Using Megaparsec, if I want to parse a string containing comments of the form ~{content}
into a Comment
record, how would I go about doing that? For instance:
data Comment = { id :: Integer, content :: String }
parse :: Parser [Comment]
parse = _
parse
"hello world ~{1-sometext} bla bla ~{2-another comment}"
== [Comment { id = 1, content = "sometext" }, Comment { id = 2, content = "another comment"}]
The thing I'm stuck on is allowing for everything that's not ~{}
to be ignored, including the lone char ~
and the lone brackets {}
.
You can do this by dropping characters up to the next tilde, then parsing the tilde optionally followed by a valid comment, and looping.
In particular, if we define nonTildes
to discard non-tildes:
nonTildes :: Parser String
nonTildes = takeWhileP (Just "non-tilde") (/= '~')

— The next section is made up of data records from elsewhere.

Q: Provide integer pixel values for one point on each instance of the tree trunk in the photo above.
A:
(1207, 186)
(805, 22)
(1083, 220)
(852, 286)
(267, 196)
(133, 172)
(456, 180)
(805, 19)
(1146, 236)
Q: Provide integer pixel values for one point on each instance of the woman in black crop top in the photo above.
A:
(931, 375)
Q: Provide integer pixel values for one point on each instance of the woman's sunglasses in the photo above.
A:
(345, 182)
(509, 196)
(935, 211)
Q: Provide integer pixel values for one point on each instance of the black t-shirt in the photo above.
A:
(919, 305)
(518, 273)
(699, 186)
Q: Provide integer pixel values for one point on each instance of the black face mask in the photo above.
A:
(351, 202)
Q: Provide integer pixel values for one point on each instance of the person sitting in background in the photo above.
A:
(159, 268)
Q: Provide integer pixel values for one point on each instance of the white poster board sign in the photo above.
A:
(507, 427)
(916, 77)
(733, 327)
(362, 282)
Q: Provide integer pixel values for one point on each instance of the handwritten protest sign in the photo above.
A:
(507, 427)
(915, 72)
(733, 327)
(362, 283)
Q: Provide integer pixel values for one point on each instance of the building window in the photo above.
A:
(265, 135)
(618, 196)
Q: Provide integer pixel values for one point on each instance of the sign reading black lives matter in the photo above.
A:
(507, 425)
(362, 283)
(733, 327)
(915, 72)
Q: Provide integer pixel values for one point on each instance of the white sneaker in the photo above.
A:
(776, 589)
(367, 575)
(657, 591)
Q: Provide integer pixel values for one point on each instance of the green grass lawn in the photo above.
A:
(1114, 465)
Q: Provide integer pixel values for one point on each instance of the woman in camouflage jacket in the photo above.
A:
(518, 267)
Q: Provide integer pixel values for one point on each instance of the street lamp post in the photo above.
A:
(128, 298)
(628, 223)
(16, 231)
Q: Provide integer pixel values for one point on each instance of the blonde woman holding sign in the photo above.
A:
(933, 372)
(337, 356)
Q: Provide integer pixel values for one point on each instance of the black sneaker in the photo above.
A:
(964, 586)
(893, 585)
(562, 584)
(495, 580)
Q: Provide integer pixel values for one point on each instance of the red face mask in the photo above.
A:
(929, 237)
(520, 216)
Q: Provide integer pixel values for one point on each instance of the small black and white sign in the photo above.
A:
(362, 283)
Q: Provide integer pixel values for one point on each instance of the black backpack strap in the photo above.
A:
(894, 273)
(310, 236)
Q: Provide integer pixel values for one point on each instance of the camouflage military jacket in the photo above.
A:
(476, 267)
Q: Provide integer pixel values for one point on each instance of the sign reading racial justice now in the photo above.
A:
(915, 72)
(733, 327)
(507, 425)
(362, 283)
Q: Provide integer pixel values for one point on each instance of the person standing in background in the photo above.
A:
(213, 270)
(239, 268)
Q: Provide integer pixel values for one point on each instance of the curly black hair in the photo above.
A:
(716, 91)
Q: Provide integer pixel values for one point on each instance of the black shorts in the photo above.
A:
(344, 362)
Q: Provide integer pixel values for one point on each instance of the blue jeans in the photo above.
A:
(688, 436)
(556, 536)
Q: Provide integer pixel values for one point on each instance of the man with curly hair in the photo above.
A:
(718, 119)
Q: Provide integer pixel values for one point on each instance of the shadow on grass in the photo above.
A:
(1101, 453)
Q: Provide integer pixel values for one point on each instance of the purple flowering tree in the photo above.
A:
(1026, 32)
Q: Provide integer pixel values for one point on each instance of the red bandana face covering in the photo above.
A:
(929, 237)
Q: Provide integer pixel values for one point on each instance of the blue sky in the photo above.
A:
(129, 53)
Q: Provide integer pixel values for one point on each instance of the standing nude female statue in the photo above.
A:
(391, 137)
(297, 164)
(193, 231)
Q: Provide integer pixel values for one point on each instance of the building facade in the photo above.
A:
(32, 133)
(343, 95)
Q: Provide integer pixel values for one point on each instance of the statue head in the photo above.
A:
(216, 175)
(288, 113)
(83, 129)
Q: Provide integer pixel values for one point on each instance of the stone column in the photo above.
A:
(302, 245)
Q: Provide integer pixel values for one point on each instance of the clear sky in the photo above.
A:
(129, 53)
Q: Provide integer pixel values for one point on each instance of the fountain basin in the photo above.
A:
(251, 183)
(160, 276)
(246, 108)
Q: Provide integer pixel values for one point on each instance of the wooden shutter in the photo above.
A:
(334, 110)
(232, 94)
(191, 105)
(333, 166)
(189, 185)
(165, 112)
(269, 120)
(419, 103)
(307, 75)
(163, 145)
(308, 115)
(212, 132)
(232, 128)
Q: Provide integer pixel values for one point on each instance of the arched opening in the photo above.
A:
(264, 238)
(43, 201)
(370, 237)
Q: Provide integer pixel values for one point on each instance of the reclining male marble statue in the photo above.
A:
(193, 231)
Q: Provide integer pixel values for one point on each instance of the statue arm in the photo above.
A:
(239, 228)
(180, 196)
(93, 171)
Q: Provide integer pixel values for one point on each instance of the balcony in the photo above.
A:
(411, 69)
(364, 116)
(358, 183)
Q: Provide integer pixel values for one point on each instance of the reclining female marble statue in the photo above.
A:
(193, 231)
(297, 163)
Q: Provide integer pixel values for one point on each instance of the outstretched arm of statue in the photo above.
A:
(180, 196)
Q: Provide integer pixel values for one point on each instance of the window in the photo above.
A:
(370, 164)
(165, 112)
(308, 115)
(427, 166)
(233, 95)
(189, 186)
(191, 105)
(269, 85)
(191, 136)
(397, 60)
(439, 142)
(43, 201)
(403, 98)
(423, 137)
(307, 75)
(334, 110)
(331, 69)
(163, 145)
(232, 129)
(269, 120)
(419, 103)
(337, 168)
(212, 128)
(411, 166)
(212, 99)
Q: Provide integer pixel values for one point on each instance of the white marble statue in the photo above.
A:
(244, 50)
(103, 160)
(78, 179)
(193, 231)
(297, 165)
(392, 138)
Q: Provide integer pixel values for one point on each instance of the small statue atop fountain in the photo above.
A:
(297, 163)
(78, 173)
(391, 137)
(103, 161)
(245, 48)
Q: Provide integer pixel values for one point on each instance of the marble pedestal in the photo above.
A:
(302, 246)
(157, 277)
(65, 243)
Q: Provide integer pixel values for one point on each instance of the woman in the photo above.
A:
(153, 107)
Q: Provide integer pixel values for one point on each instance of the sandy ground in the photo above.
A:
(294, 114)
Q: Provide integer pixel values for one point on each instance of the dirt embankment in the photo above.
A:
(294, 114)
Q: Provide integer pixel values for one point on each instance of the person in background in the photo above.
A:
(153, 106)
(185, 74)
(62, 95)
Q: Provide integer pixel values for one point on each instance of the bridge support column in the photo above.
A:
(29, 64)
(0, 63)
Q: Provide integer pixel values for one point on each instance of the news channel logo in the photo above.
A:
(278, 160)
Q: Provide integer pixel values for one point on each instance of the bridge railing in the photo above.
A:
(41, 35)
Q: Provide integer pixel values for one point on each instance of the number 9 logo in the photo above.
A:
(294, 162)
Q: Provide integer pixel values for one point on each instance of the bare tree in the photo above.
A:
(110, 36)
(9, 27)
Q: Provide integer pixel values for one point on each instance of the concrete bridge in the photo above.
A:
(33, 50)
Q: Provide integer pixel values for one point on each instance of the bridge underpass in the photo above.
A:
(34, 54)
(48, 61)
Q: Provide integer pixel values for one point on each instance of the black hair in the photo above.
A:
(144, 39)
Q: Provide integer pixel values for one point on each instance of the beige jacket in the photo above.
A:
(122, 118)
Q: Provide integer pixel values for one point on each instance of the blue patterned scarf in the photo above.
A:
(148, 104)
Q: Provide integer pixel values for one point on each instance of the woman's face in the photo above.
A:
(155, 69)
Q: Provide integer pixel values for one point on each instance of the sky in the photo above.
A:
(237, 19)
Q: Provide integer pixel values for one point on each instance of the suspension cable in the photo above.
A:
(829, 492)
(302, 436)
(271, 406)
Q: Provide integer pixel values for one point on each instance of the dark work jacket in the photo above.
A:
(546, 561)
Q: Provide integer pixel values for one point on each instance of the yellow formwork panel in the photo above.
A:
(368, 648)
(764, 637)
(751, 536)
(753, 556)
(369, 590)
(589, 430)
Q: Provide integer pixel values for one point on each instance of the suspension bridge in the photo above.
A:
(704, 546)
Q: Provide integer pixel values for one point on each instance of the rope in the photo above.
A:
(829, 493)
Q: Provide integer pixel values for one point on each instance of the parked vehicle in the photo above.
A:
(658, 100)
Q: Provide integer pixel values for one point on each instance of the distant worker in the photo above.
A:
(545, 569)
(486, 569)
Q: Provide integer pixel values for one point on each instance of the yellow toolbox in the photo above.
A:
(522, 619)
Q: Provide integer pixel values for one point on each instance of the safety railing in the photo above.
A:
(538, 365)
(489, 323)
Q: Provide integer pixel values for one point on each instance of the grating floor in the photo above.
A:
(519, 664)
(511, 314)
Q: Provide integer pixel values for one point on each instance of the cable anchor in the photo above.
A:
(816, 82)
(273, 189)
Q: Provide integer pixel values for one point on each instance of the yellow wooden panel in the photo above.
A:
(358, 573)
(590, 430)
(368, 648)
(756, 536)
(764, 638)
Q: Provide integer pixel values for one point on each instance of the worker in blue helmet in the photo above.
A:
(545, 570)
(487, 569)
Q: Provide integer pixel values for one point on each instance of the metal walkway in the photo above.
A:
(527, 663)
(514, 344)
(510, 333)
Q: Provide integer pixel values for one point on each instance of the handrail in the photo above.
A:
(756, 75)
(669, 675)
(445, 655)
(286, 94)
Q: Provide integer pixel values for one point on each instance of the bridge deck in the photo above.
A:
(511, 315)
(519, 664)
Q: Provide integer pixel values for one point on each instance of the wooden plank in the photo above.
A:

and then an optionalComment
to parse a tilde and optional following comment in braces:
optionalComment :: Parser (Maybe Comment)
optionalComment = char '~' *>
optional (braces (Comment <$> ident_ <* char '-' <*> content_))
where
braces = between (char '{') (char '}')
ident_ = read <$> takeWhile1P (Just "digit") isDigit
content_ = takeWhileP Nothing (/= '}')
Then the comments can be parsed with:
comments :: Parser [Comment]
comments = catMaybes <$> (nonTildes *> many (optionalComment <* nonTildes))
This assumes that a ~{
without a matching }
is a parse error, rather than valid non-comment text, which seems sensible. However, the definition of the content_
parser is probably too liberal. It gobbles everything up to the next }
, meaning that:
"~{1-{{{\n}"
is a valid comment with content "{{{\n"
. Disallowing {
(and maybe ~
) in comments, or alternatively requiring braces to be properly nested in comments seems like a good idea.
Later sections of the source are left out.